In Kreuth herrschte am Mittwoch eitel Sonnenschein. Bei prachtvollem Winterwetter kam der stellvertretende CSU-Chef Horst Seehofer an und strahlte die wartenden Journalisten schweigend an. Streit? Schnee von gestern, "das ist doch vorbei", sagt Seehofer lächelnd. CSU-Landesgruppenchef Michael Glos musste sich im Auto gedulden, bis Seehofer den Platz vor den Fernsehkameras endlich räumte. Dann mahnte auch er die Union zum Schulterschluss - und rempelte die Schwesterpartei CDU nur ein kleines bisschen an.
"Streit hat Nebel über unseren Machtwillen gelegt"
Der langwierige Streit über die Gesundheitsprämie und anderes "hat einen Nebel über unseren Machtwillen gelegt", sagte Glos. In den Umfragen ist der Höhenflug der Union vorbei. Das letzte Jahr sei so mäßig gelaufen, dass dieses Jahr besser werden müsse, stellte Glos fest. Vor den Landtagswahlen in Schleswig-Holstein und Nordrhein-Westfalen müsse jetzt Burgfrieden herrschen, denn die Wahlen seien auch "Vehikel für einen Machtwechsel in Berlin", so Glos. In Kreuth werde die CSU "Zeichen setzen für die gesamte Union".
Weil Burgfrieden nicht gerade nach grundsätzlicher Einigkeit und Friede, Freude, Eierkuchen klingt, gibt CSU-Chef Edmund Stoiber am Rande des Kreuther Treffens die Parole aus: "Nur gemeinsam sind wir stark." Um dieses Ziel zu erreichen, kündigte er an, dass es andere Entscheidungsprozesse geben werde. Meinungsverschiedenheiten werde es immer geben, so Stoiber, "aber wir werden diese Diskussionen auf jeden Fall schneller intern beenden als es bisher der Fall war".

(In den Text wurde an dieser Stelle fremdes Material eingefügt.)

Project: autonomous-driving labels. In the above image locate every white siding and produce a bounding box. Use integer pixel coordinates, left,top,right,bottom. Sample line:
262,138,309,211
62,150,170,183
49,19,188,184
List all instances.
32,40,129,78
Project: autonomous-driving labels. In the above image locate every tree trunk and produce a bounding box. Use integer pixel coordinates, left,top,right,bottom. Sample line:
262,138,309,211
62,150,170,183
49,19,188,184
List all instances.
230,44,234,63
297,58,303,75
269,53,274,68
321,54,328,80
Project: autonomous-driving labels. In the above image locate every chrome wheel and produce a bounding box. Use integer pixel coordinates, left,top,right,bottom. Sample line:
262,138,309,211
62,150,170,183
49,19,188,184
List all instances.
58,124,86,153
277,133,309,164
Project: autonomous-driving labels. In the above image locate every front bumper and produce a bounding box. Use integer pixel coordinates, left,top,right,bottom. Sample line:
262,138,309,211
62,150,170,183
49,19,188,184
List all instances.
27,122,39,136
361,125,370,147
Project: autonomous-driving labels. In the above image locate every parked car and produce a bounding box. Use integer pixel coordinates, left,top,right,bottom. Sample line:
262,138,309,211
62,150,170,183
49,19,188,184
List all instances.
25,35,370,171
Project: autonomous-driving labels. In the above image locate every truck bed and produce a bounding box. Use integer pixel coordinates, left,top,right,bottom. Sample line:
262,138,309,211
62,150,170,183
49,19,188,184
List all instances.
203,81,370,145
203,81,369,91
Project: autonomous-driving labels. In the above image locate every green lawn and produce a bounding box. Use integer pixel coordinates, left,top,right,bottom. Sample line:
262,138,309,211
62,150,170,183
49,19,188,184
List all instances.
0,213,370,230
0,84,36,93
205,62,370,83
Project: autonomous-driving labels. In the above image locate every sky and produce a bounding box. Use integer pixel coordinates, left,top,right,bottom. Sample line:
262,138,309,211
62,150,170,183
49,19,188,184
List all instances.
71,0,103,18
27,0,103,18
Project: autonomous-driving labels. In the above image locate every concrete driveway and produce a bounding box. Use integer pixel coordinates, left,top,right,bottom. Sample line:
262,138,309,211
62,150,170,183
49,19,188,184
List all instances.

Auch im winterlichen Kreuth ist die Flutkatastrophe in Asien ein Thema, ein gesamtgesellschaftliches sogar, und Glos glaubt, dass parteipolitische Streitereien doppelt schlecht ankommen würden. Statt "Watschn" auszuteilen, stellte sich Glos staatsmännisch sogar hinter den Bundeskanzler: Die Hilfe für die Flutopfer sei richtig. Deutschland und die anderen Industriestaaten müssten alles tun, um die Not zu lindern und beim Wiederaufbau zu helfen. Die Kritik des CDU-Haushaltspolitikers Dietrich Austermann an der Hilfe auf Pump wies Glos zurück: Die Finanzierung sei zwar noch offen, "aber das ist nichts, wo man Opposition anmelden kann, ohne alle Fakten zu kennen".
Nur wenig erinnerte bei diesem Auftakt an den viel beschworenen Geist von Kreuth - an 1976, als Franz Josef Strauß die Fraktionsgemeinschaft mit der CDU aufgekündigt hatte, oder an 2002, als Glos den CSU-Vorsitzenden Edmund Stoiber offiziell zum Kanzlerkandidaten der Union vorgeschlagen hatte. Nur verhalten pochte Glos auf die Eigenständigkeit und den Geltungsanspruch der erfolgreichen bayerischen Volkspartei: "Wir sind nicht nur die Speerspitze der Opposition, sondern ein Stück auch Motor der Union", sagte er.
Ratschläge, keine Kritik
Die Vorwürfe gegen die CDU-Vorsitzende Angela Merkel wiederholte er nur in abgeschwächter Form und verpackt in Komplimente. Glos hatte Merkel jüngst vorgeworfen, sie solle ihre Teamfähigkeit verbessern. Dazu meinte er nun: ihre Teamfähigkeit "ist steigerungsfähig. Meine auch". Stoiber reagierte auf das Vorpreschen seines Parteikollegen lediglich, dass keiner die Teamfähigkeit der CDU-Vorsitzenden bezweifelt habe. "Das sind wohlmeinende Ratschläge, die man sich gegenseitig gibt, aber keine Kritik", so Stoiber gutmütig.
Für die Landtagswahlen in Schleswig-Holstein und Nordrhein-Westfalen, die von führenden CSU-Politikern als Stimmungstest für die Chancen Merkels auf die Kanzlerkandidatur der Union gewertet werden, zeigte sich Stoiber zuversichtlich. Es gebe überhaupt keine Anzeichen, dass die Wahlen für die CDU desaströs verlaufen könnten. Er sei überzeugt, dass in Nordrhein-Westfalen Jürgen Rüttgers die Wahl für die CDU gewinnen werde. Auch in Schleswig-Holstein habe die CDU Chancen, die Wahl zu gewinnen.